First Oil Well in North America
Caldwell, Ohio
In 1814 settlers Silas Thorla and Robert McKee noticed that deer were licking a spot on the ground, and figured that it might lead to a underground pool of salt brine. They drilled a well, lined with hollowed-out logs, looking for salt -- not oil. Oil, frankly, wasn't of much use to settlers in 1814. But livestock needed salt, and people needed it to preserve meat over the long winter months.
Thorla and Mckee drilled their well and did indeed find salt brine. But it was fouled with oil. The two men soaked the oil off of the surface of the brine with blankets, wringing it out as a nuisance. They later learned to wring it into bottles, which they sold as a digestive elixir named Seneca Oil (yum). By the time that oil really became valuable in America, Thorla and McKee were long dead.
This, then, by accident, is what the local chamber of commerce nowadays calls "the first oil well in America."

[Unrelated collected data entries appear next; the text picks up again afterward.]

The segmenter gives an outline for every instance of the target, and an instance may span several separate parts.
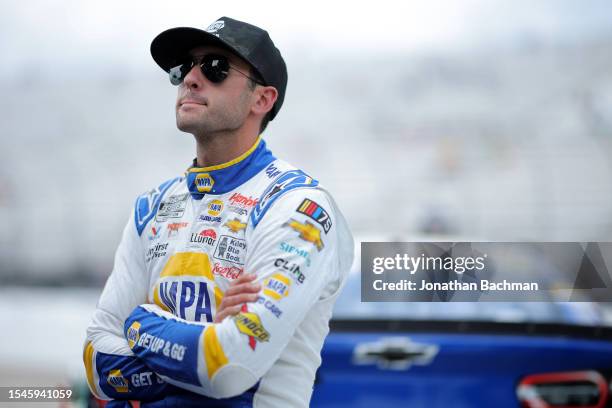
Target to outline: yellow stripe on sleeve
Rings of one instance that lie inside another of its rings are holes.
[[[208,326],[204,332],[204,359],[208,370],[208,378],[211,379],[218,369],[228,363],[223,347],[217,338],[215,326]]]
[[[87,374],[87,384],[91,392],[98,397],[96,385],[94,384],[94,373],[93,373],[93,359],[94,359],[94,348],[91,341],[87,342],[85,350],[83,350],[83,362],[85,363],[85,372]]]

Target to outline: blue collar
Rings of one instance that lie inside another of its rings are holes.
[[[261,137],[249,150],[227,163],[209,167],[190,167],[185,173],[191,196],[201,200],[205,194],[232,191],[262,171],[276,158]],[[195,161],[194,161],[195,164]]]

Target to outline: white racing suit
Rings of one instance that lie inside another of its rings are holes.
[[[353,252],[329,193],[261,138],[188,169],[136,201],[87,329],[91,391],[143,407],[308,406]],[[243,273],[258,301],[213,323]]]

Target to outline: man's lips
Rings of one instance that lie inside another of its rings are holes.
[[[193,99],[185,99],[179,102],[179,106],[183,106],[183,105],[206,105],[206,102],[204,101],[195,101]]]

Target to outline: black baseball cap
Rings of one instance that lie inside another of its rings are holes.
[[[179,65],[191,49],[208,44],[226,48],[238,55],[253,67],[265,85],[276,88],[278,99],[270,115],[270,120],[274,119],[285,99],[287,66],[266,30],[221,17],[206,30],[176,27],[162,32],[151,43],[151,55],[157,65],[168,72]]]

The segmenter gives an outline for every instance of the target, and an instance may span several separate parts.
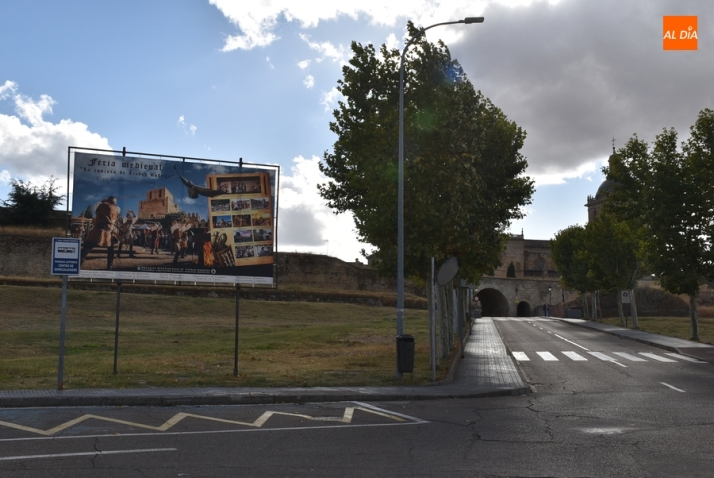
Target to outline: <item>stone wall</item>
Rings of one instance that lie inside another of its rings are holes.
[[[0,276],[50,277],[52,239],[0,234]],[[326,291],[394,292],[392,279],[375,269],[320,254],[279,253],[278,285],[308,286]],[[423,296],[424,289],[407,283],[407,293]]]
[[[0,275],[49,277],[52,238],[0,234]]]

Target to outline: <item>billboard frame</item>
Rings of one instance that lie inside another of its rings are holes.
[[[122,281],[122,280],[133,280],[133,281],[161,281],[161,282],[195,282],[195,283],[213,283],[213,284],[226,284],[226,285],[242,285],[242,286],[252,286],[252,287],[263,287],[263,288],[277,288],[278,287],[278,273],[277,273],[277,263],[278,263],[278,214],[279,214],[279,190],[280,190],[280,165],[273,164],[261,164],[261,163],[249,163],[244,162],[243,158],[239,158],[238,161],[225,160],[225,159],[211,159],[211,158],[197,158],[192,156],[175,156],[167,154],[156,154],[156,153],[145,153],[140,151],[127,151],[126,147],[121,150],[107,150],[100,148],[88,148],[81,146],[69,146],[67,148],[67,201],[66,201],[66,213],[67,213],[67,223],[66,223],[66,234],[68,237],[72,234],[72,210],[75,209],[75,195],[77,193],[75,188],[76,180],[76,164],[75,164],[75,153],[83,154],[97,154],[103,156],[115,156],[117,160],[122,160],[122,158],[134,158],[134,159],[147,159],[154,161],[165,161],[173,163],[174,167],[176,165],[191,165],[196,164],[197,167],[208,166],[208,167],[220,167],[226,166],[229,168],[235,168],[234,175],[243,174],[241,171],[246,168],[245,174],[268,174],[274,177],[274,185],[272,191],[268,191],[268,197],[271,199],[270,212],[273,215],[273,222],[271,224],[273,240],[271,247],[273,249],[273,261],[272,261],[272,275],[268,277],[267,275],[261,276],[241,276],[238,275],[241,267],[244,266],[230,266],[229,269],[235,267],[235,274],[221,274],[217,273],[214,269],[213,272],[208,273],[202,270],[202,274],[190,274],[182,273],[179,268],[171,272],[138,272],[138,271],[122,271],[122,270],[110,270],[95,269],[94,272],[88,272],[83,270],[82,274],[75,278],[77,279],[110,279],[112,281]],[[176,170],[178,173],[178,170]],[[230,174],[230,173],[228,173]],[[178,174],[180,176],[180,173]],[[183,179],[183,178],[182,178]],[[184,182],[184,184],[186,184]],[[208,186],[208,184],[207,184]],[[71,205],[71,206],[70,206]],[[209,207],[207,209],[208,220],[211,219],[210,211],[210,201]],[[209,266],[210,267],[210,266]],[[226,269],[226,268],[224,268]]]

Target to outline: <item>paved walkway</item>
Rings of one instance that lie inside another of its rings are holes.
[[[714,346],[582,319],[558,319],[714,363]],[[491,318],[474,320],[452,380],[419,387],[137,388],[5,390],[0,407],[230,405],[258,403],[433,400],[528,393]]]

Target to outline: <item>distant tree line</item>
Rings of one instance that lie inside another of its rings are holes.
[[[603,169],[614,181],[604,214],[560,231],[551,246],[565,287],[633,289],[648,273],[665,291],[689,296],[691,338],[699,340],[696,299],[714,280],[714,111],[702,110],[690,133],[681,144],[674,129],[652,145],[633,136]]]
[[[41,186],[11,181],[7,199],[0,199],[0,224],[4,226],[53,227],[57,225],[57,207],[64,196],[57,194],[56,178],[51,177]]]

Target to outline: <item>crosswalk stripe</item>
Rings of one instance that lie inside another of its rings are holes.
[[[526,355],[523,352],[511,352],[513,354],[513,358],[518,360],[519,362],[530,362],[531,359],[528,358],[528,355]]]
[[[698,360],[692,357],[687,357],[686,355],[680,355],[680,354],[675,354],[672,352],[665,352],[665,355],[669,355],[670,357],[677,358],[679,360],[686,360],[687,362],[694,362],[694,363],[706,363],[703,360]]]
[[[582,361],[588,360],[585,357],[583,357],[582,355],[577,354],[576,352],[571,352],[571,351],[563,352],[563,355],[565,355],[566,357],[568,357],[571,360],[575,360],[576,362],[582,362]]]
[[[624,363],[620,363],[617,360],[615,360],[614,358],[608,357],[607,355],[605,355],[602,352],[588,352],[588,353],[590,355],[592,355],[593,357],[599,358],[603,362],[610,362],[610,363],[614,363],[615,365],[619,365],[620,367],[627,368],[627,365],[625,365]]]
[[[641,357],[637,357],[635,355],[628,354],[626,352],[613,352],[613,354],[619,355],[622,358],[626,358],[627,360],[629,360],[631,362],[647,362],[647,360],[645,360]]]
[[[558,362],[558,358],[550,352],[536,352],[536,353],[538,355],[540,355],[540,358],[542,358],[546,362]]]
[[[651,354],[648,352],[638,352],[640,355],[651,358],[653,360],[659,360],[660,362],[676,362],[676,360],[668,359],[667,357],[660,357],[659,355]]]

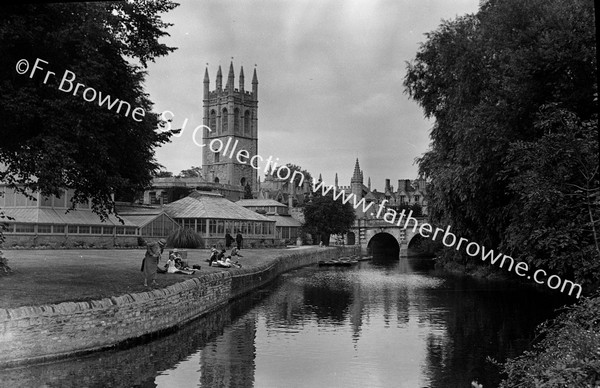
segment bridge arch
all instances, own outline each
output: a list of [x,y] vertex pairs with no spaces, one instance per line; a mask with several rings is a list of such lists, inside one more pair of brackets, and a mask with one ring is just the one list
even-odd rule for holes
[[379,232],[373,235],[367,243],[367,251],[373,256],[397,258],[400,256],[400,244],[390,233]]

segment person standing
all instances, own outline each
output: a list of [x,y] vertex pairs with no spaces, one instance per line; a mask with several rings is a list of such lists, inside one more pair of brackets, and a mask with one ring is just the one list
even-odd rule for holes
[[160,255],[165,249],[165,245],[167,245],[167,241],[164,238],[161,238],[146,246],[146,255],[144,256],[144,262],[142,264],[144,286],[146,287],[148,286],[148,280],[152,281],[153,286],[158,285],[158,283],[156,283],[156,268],[158,267]]
[[227,231],[227,234],[225,235],[225,248],[229,249],[232,243],[233,237],[231,236],[231,234],[229,234],[229,231]]
[[238,234],[235,236],[235,242],[237,243],[237,249],[242,249],[242,245],[244,243],[244,238],[242,237],[242,234],[240,233],[239,230],[238,230]]

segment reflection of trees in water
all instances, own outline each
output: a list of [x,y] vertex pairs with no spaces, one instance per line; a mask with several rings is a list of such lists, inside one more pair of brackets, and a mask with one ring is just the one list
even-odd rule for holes
[[[505,289],[506,284],[473,291],[468,281],[457,280],[455,289],[430,293],[415,304],[420,319],[446,328],[427,338],[423,368],[431,388],[468,387],[473,379],[484,387],[497,386],[498,369],[487,357],[502,361],[521,353],[533,340],[535,326],[559,305],[530,289]],[[447,308],[432,315],[431,306]]]
[[344,322],[352,304],[352,289],[344,273],[327,270],[317,272],[304,286],[304,303],[318,319]]
[[[242,298],[174,329],[170,334],[155,335],[141,343],[136,342],[135,346],[128,345],[132,347],[124,348],[127,345],[123,345],[119,349],[95,352],[68,360],[0,370],[0,382],[2,386],[11,388],[156,387],[155,378],[159,372],[172,369],[190,355],[197,353],[257,302],[251,297]],[[254,376],[254,323],[246,319],[234,322],[233,328],[229,336],[237,343],[239,353],[246,358],[245,363],[243,367],[232,366],[229,370],[220,370],[219,373],[229,376],[232,381],[240,381],[242,378],[248,381],[250,378],[251,386]],[[217,351],[221,349],[217,348]]]

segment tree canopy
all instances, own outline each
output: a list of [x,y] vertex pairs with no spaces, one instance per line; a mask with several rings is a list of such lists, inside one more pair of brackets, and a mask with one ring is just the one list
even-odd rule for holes
[[347,233],[355,218],[356,214],[350,203],[335,201],[332,194],[321,195],[317,191],[304,206],[303,230],[313,236],[320,236],[321,242],[329,245],[329,236]]
[[[160,14],[176,6],[169,0],[5,6],[0,181],[44,195],[74,189],[73,205],[89,199],[102,217],[114,212],[114,194],[143,190],[160,168],[154,148],[172,135],[157,129],[159,115],[143,90],[144,69],[174,50],[158,40],[169,26]],[[19,73],[21,60],[29,63],[25,74]],[[33,74],[36,62],[42,69]],[[84,87],[61,89],[66,74],[73,87]],[[85,88],[145,114],[86,100]]]
[[435,119],[418,160],[432,221],[588,285],[600,279],[593,15],[591,0],[487,1],[427,34],[404,80]]

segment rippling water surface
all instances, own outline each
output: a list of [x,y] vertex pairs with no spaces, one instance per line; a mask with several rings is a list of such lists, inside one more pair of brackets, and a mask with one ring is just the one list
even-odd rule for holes
[[[11,387],[495,387],[558,300],[431,261],[307,267],[175,333],[0,371]],[[562,300],[564,302],[564,300]]]

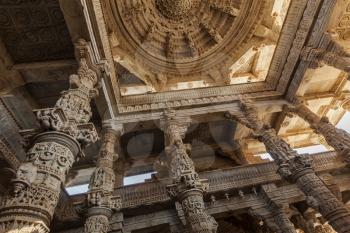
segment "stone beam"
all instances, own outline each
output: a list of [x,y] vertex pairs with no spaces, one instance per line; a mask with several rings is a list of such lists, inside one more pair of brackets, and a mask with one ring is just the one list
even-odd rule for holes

It's still here, in a pretty little park, with shade trees and well-tended grass. But way in the back, where you wouldn't look unless you were disposed to, stands a battered cage made of pipes and chicken wire, enclosing a dead zone of crusty ground. In the middle is an obscene-looking hole, filled to the surface with black gunk, surrounded by the rotted wood of the original log casing. The ground slopes to one side, and extending from the hole is a foul-looking stream of erosion and oily mud that has eaten under the base of one side of the cage and has killed everything in its path.
Attached to the top of the cage is a small winch and cable. A long, crude wooden lever hangs from the winch, out through the chicken wire, and dangles in the air, unattended. To one side, a rack holds a selection of rusty pipes. Demonstrations of oil and brine extraction are evidently still given.
The historical marker out by the parking lot (and a forlorn, wheel-less caboose) tells the story of this odd place. But unlike the chamber of commerce, it only ventures to call it the "Thorla-McKee Well."